Mahatma Mandir Conference Centre

Gandhinagar (nearest Airport: Ahmedabad), India
Poster P6 Posters

Speaker

Dr Luis F. Delgado-Aparicio (Princeton Plasma Physics Laboratory)

Description

The computation of rotation-induced electrostatic potentials is currently being used to study the associated two-dimensional distribution of impurity density asymmetries in NSTX and NSTX-U plasmas. The main effect of toroidal rotation on heavy impurities is their radial displacement to the outer plasma, which result in a non-uniform distribution around a magnetic flux-surface. Due to the different effect of centrifugal forces on electrons, main ions and low- to high-Z impurity density, an electrostatic potential is generated to satisfy quasi-neutrality. This calculation relies on flux-surface quantities like electron and ion temperature $(T_{e,i})$ and rotation frequency $(\omega_{\phi})$ and finds the 2D electron, deuterium and carbon density profiles self-consistently assuming the presence of a poloidal variation due to centrifugal forces. The few assumptions considered include a zero electron mass, a deuterium plasma, a trace impurity with charge “Z” given by coronal equilibrium and equilibrated ion temperatures (e.g. $T_D=T_C=T_Z$). The iterative solution for the electrostatic potential from the measured carbon density and central toroidal rotation using NSTX data are routinely obtained and compared with the values derived using the ideal formalism which assumes that the main low-Z intrinsic impurity (e.g. Carbon) is in the trace limit $\alpha_{C}\equiv36n_{C}/n_{e}\ll1$; realistic values of the low-Z impurity strength factor can exceed one. While the carbon asymmetry is nearly three times stronger than the ideal description, the depth of the potential well in the high field side can reach -110 to -280 V for core rotation between 180 – 360 km/s.

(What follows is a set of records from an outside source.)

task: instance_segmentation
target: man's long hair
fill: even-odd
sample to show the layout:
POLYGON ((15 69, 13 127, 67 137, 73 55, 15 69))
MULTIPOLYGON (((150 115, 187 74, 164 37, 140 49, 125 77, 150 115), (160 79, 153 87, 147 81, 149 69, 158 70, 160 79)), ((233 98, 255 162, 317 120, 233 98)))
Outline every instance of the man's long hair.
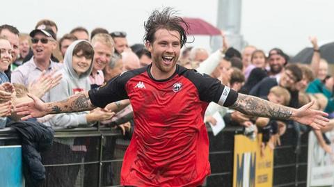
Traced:
POLYGON ((176 31, 180 33, 182 47, 186 42, 186 31, 189 26, 182 18, 176 16, 175 13, 176 11, 170 7, 164 8, 161 12, 154 10, 148 21, 144 22, 145 31, 144 42, 148 41, 152 43, 155 39, 155 32, 159 29, 165 29, 168 31, 176 31))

This computation is being used to increase our understanding of medium- and high-Z asymmetries and the reduction of Z-peaking, to examine the effect of electrostatic potentials possibly changing the heat and particle transport, the reduction of the underlying turbulence due to $E\times B$, radiation asymmetries before tearing mode onsets, as well as to aid the design of new diagnostics for NSTX-U (e.g. ME-SXR, XICS, Bolometers, etc). The presence of O, Ne, Ar, Fe, Mo and W are considered at the trace limit with very small changes to quasineutrality and $Z_{eff}$. This work is supported by the U.S. Department of Energy, Office of Fusion Energy Sciences under contract number DE-AC02-09CH11466.
Paper Number EX/P6-8
Country or International Organization United States of America

Primary author

Dr Luis F. Delgado-Aparicio (Princeton Plasma Physics Laboratory)

Co-authors

Dr Ahmed Diallo (PPPL) Dr B. LeBlanc (PPPL) Mr Gerrit J. Kramer (Princeton Plasma Physics Laboratory) Mr H. Yamazaki (University of Tokyo) Dr Mario Podesta (Princeton Plasma Physics Laboratory) Dr R. Bell (PPPL) Dr Stefan Gerhardt (Princeton Plasma Physics Laboratory) Prof. Yuichi Takase (University of Tokyo)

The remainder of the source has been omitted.